The criminal case against Larry Nassar ended on Jan. 24 after the testimony of more than 100 former gymnasts led to what amounts to a lifetime prison sentence for sex crimes.
The legal saga surrounding his decades of abuse, however, is far from over.
While the courts - and ongoing state and federal investigations – will determine what officials at these organizations knew and whether they are legal responsible, the Nassar scandal presents a broader lesson for other employers.
For years, employers like Michigan State have failed to recognize the critical role they play in protecting people from bad actors on their payroll. Nassar’s decades of sexual assault reveal a trail of missed opportunities, familiar to anyone who followed the child abuse scandal at Penn State.
A recurring theme
In 1998, a psychologist called child welfare on Gerald Sandusky, the then-assistant football coach at Pennsylvania State University.
Her 11-year-old patient had reported that Sandusky hugged him in the shower at the university’s athletic facilities. Even though he admitted to the conduct, the district attorney declined to press charges following investigations. Child protective services took no action, and Penn State officials did nothing.
Sandusky continued to abuse children on and off for a decade. When he was finally arrested in 2011 for child sex abuse, he still had keys to the fitness building.
Nassar’s story followed a similar course. Numerous victims reported that they alerted Michigan State University of his abuse as early as 1997. Authorities generally accepted Nassar’s account that it resulted from a “misunderstanding.”
The university eventually conducted a Title IX investigation in 2014 but sided with Nassar, concluding his conduct was not sexual. Michigan State did not fire Nassar until 2016 after The Indianapolis Star ran a story about the abuse.
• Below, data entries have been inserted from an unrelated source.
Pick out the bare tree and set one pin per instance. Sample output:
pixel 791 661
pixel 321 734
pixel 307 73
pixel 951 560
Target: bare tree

Employers occupy an ambiguous role when it comes to policing the workplace for bad actors, as I discovered in research on cases involving employees accused of child mistreatment. Employers rightly believe that the police and child welfare have more expertise on recognizing criminal and abusive conduct.
Yet law enforcement makes decisions based on a variety of factors unrelated to the veracity of a victim’s allegations. And in those situations, employers often don’t realize that they are the last gatekeeper in a position to protect others from future harm posed by someone on their payroll.
Although the law in this area is complex, it tends not to encourage employers to take a more active role. Broadly speaking, the law does not hold employers automatically liable for criminal or other intentional bad acts of their employees. The law essentially assumes that these employees are rogue actors, and it’s up to the victim to show the employer is responsible.
Plaintiffs must often prove that the employer knew or should have known about the conduct and failed to act or even in some cases that the employer had actual knowledge and was deliberately indifferent to the conduct.
As a legal matter, employers are better off by knowing less. So they tend never do enough with the limited information they have. They can fail to educate employees on the importance of reporting internally and to law enforcement. They can miss the significance of repeated complaints. They might believe the victim on the facts but accept the abuser’s interpretation.
When you’re unprepared for the unthinkable, it’s never an emergency.
Psychological shortcuts affect victims – and employers
Like Sandusky before him, Nassar exploited psychological shortcuts that impair our ability to detect misconduct and respond to emergencies.
In a famous experiment, social psychologist Stanley Milgram showed how easily people submit to the authority of someone wearing a white coat. In the experiment, Milgram persuaded many subjects to deliver what they believed to be nearly fatal electric shocks to someone in another room. Nassar exploited this weakness in the face of authority by cloaking his abuse as medical treatment in a recognized medical facility.
People are also vulnerable to second-guessing themselves and deferring to the action – and inaction – of others. In the words of social psychologist Robert Cialdini observed, we “view a behavior as correct in a given situation to the degree to which we see others performing it.” If a room fills with smoke, but everyone else stays sitting there, we’re less likely to leave the room.
“And I was very confused, trying to reconcile what was happening with the person he was supposed to be. He’s this famous doctor. He’s trusted by my friends. He’s trusted by these other gymnasts. How could he reach this position in the medical profession, how could he reach this kind of prominence and stature if this is who he is?”
These psychological tendencies affected victims, but they probably also influenced the officials whose very job it was to protect the victims. Employers forget who holds the keys and defer to the power and authority they – and they alone – granted the accused.
Ultimately, lawmakers can promote better practices by eliminating the “knowledge” element in negligent retention and Title IX claims. Courts should focus instead on whether the employer exercised care through its prevention, investigation and response measures. Otherwise, not knowing becomes a way out.
If we recognized how difficult it is for survivors to tell their story, every piece of information they provide would be treated with diligence and care. And every voice would be given equal weight.